The U.S. Supreme Court issued major age discrimination decisions today. The court handed a defeat to the EEOC and a Kentucky retiree from a sheriff's department who challenged the state's failure to increase his pension when he became disabled after retiring, but it sided in a second decision with a worker who challenged his dismissal from KAPL Inc., which operates the federal government's Knolls Atomic Power Laboratory. The crux of this ruling, in Meacham, et al. v. Knolls Atomic Power Laboratory, is that employers, not employees, bear the burden of demonstrating a layoff was based on reasonable factors other than age.

The Meacham decision was 7-1, while the Kentucky case -- Kentucky Retirement Systems, et al. v. Equal Employment Opportunity Commission, was a 5-4 decision.

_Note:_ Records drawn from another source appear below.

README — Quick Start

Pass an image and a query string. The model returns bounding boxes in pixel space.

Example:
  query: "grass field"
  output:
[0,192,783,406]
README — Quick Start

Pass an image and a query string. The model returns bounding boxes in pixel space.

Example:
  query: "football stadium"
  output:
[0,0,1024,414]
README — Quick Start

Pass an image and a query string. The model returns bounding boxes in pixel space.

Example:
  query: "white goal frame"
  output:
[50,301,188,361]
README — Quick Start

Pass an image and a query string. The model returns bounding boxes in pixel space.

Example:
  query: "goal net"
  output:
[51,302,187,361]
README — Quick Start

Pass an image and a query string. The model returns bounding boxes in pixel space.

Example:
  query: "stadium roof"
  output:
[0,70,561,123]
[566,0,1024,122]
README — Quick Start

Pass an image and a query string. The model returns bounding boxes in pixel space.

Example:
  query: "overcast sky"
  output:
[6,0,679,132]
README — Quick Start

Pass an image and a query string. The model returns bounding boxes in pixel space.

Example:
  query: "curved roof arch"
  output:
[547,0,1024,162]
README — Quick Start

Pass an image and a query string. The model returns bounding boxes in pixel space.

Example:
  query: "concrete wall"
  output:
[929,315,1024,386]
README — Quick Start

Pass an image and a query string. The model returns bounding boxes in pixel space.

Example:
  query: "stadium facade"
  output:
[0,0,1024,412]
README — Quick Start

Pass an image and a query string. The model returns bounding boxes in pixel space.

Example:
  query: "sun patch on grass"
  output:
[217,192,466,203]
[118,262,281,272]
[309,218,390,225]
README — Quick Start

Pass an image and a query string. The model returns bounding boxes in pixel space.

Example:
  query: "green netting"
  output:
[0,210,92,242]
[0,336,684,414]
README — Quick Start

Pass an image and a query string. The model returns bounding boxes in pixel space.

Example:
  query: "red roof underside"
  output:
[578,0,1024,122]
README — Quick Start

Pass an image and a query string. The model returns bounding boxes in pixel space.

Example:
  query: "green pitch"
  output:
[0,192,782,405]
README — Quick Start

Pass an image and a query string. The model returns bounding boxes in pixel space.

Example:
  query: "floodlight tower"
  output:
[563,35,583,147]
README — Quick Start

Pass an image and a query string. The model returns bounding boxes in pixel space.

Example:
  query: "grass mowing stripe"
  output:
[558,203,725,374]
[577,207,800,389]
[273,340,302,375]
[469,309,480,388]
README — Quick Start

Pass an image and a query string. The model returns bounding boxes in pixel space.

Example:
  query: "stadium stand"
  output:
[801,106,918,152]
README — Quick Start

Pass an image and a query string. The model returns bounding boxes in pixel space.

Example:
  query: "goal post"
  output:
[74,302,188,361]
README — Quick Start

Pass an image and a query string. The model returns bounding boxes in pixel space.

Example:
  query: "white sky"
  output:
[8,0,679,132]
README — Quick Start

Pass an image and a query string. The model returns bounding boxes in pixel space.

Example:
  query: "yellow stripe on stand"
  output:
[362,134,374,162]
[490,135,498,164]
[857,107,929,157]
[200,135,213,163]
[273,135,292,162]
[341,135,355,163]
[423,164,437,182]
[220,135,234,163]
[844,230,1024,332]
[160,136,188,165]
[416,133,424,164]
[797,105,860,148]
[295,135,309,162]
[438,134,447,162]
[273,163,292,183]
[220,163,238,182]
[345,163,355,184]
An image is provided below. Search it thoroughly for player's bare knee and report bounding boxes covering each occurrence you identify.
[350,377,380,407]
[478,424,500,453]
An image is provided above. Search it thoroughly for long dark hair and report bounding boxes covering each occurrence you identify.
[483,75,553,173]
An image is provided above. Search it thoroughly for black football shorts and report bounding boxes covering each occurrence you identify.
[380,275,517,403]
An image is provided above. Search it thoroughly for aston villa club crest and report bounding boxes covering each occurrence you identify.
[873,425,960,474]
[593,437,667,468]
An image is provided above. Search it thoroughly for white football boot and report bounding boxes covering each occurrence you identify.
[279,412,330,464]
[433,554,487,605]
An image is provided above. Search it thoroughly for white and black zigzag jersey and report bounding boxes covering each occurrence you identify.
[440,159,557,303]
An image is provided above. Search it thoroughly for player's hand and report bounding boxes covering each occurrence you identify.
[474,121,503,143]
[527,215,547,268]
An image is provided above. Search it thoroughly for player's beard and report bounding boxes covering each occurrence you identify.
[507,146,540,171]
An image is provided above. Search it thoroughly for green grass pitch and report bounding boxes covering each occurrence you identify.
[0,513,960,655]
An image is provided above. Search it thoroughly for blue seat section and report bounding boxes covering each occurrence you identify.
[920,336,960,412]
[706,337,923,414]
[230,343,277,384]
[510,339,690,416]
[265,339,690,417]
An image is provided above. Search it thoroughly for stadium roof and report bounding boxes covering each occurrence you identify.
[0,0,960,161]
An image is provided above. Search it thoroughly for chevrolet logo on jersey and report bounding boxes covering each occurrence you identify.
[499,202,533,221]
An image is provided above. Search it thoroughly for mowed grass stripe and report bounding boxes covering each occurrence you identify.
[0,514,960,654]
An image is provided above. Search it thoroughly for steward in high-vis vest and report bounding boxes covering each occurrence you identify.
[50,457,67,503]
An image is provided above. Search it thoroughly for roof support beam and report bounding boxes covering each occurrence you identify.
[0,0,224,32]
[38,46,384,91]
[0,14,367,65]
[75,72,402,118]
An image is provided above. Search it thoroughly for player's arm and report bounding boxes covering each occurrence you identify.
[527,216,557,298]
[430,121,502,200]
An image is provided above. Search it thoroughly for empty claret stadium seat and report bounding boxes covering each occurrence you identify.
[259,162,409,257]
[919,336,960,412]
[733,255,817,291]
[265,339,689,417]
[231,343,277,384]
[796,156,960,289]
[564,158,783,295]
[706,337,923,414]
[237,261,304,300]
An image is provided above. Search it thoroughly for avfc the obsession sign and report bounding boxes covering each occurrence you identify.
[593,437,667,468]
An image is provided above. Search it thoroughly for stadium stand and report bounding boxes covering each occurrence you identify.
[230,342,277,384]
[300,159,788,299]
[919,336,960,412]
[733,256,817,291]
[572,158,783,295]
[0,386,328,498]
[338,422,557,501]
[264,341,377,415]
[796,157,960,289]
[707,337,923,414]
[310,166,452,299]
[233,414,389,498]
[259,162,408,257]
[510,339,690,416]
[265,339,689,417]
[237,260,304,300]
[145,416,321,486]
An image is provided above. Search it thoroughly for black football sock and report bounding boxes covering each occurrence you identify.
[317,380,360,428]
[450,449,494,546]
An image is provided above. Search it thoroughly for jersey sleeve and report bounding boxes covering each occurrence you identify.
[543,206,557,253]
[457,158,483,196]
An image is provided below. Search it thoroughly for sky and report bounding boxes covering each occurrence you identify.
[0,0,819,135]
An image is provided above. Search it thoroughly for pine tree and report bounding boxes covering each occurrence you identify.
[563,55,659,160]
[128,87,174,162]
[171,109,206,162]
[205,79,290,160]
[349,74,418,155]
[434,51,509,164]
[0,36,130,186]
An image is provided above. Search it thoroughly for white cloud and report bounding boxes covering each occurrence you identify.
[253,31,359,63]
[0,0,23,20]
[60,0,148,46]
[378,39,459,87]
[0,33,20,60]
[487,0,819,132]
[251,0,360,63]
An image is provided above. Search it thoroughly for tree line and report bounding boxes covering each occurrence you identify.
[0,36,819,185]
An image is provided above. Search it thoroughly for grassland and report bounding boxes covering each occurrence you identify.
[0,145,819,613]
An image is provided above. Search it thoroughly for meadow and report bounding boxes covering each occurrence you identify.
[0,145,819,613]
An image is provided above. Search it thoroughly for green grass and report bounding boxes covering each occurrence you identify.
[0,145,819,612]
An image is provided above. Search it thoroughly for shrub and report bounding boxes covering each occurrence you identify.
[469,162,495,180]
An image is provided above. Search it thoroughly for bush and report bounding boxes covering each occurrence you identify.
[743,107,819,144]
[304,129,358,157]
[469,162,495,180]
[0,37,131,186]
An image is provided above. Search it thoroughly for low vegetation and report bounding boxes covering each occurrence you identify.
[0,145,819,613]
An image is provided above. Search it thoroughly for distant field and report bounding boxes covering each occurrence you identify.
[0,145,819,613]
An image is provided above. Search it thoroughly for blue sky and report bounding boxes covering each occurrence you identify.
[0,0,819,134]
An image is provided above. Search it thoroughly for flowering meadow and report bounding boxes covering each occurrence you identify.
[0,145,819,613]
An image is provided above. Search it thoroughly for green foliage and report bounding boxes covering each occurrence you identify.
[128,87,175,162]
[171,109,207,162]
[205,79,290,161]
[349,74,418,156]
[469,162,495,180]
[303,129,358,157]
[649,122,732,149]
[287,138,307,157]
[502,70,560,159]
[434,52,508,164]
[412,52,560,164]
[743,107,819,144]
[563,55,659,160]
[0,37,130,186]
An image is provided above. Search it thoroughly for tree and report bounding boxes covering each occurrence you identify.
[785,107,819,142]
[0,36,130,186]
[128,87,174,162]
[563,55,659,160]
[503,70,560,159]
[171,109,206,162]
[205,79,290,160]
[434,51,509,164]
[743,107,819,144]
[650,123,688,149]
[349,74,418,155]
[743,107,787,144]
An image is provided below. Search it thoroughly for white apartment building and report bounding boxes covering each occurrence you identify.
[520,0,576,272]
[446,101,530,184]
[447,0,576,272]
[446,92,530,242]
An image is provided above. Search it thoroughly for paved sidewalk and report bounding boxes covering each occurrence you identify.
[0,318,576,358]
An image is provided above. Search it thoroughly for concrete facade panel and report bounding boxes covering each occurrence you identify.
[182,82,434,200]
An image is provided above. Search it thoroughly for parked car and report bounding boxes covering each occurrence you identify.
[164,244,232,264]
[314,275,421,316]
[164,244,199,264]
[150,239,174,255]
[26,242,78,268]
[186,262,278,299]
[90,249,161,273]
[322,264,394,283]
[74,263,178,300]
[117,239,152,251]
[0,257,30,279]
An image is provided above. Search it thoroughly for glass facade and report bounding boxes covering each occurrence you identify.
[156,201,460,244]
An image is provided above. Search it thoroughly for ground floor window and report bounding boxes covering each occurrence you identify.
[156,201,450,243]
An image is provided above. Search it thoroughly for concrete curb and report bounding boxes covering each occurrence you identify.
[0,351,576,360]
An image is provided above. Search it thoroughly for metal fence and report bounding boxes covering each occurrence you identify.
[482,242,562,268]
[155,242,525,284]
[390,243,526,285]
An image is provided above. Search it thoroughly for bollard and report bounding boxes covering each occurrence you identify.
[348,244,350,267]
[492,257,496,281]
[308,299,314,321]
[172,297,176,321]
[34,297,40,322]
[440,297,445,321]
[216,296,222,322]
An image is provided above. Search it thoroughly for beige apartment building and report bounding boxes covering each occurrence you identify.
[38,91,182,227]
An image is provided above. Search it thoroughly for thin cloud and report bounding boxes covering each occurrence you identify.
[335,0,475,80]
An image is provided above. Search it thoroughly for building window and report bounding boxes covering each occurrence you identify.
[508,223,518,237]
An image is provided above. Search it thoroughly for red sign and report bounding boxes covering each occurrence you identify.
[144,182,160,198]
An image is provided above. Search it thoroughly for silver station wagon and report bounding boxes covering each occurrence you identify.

Justice David Souter, writing for the Meacham majority, said employer groups should not fear the decision will spur a flood of age discrimination cases for which employers must produce lots of evidence, incurring a heavy expense. "It will be mainly in cases where the reasonableness of the non-age factor is obscure for some reason, that the employer will have more evidence to reveal and more convincing to do going from [evidence] production to persuasion [of the judge]," Souter wrote.

The plaintiff in the Meacham case, Clifford B. Meacham, was one of 31 workers laid off by KAPL for fiscal year 1996 after managers scored employees for "performance," "flexibility," and "critical skills." Thirty of the 31 were at least 40 years old, and 28 of them sued, only to lose when the 2nd U.S. Circuit Court of Appeals held that the employees had the burden to show the non-age factor was unreasonable.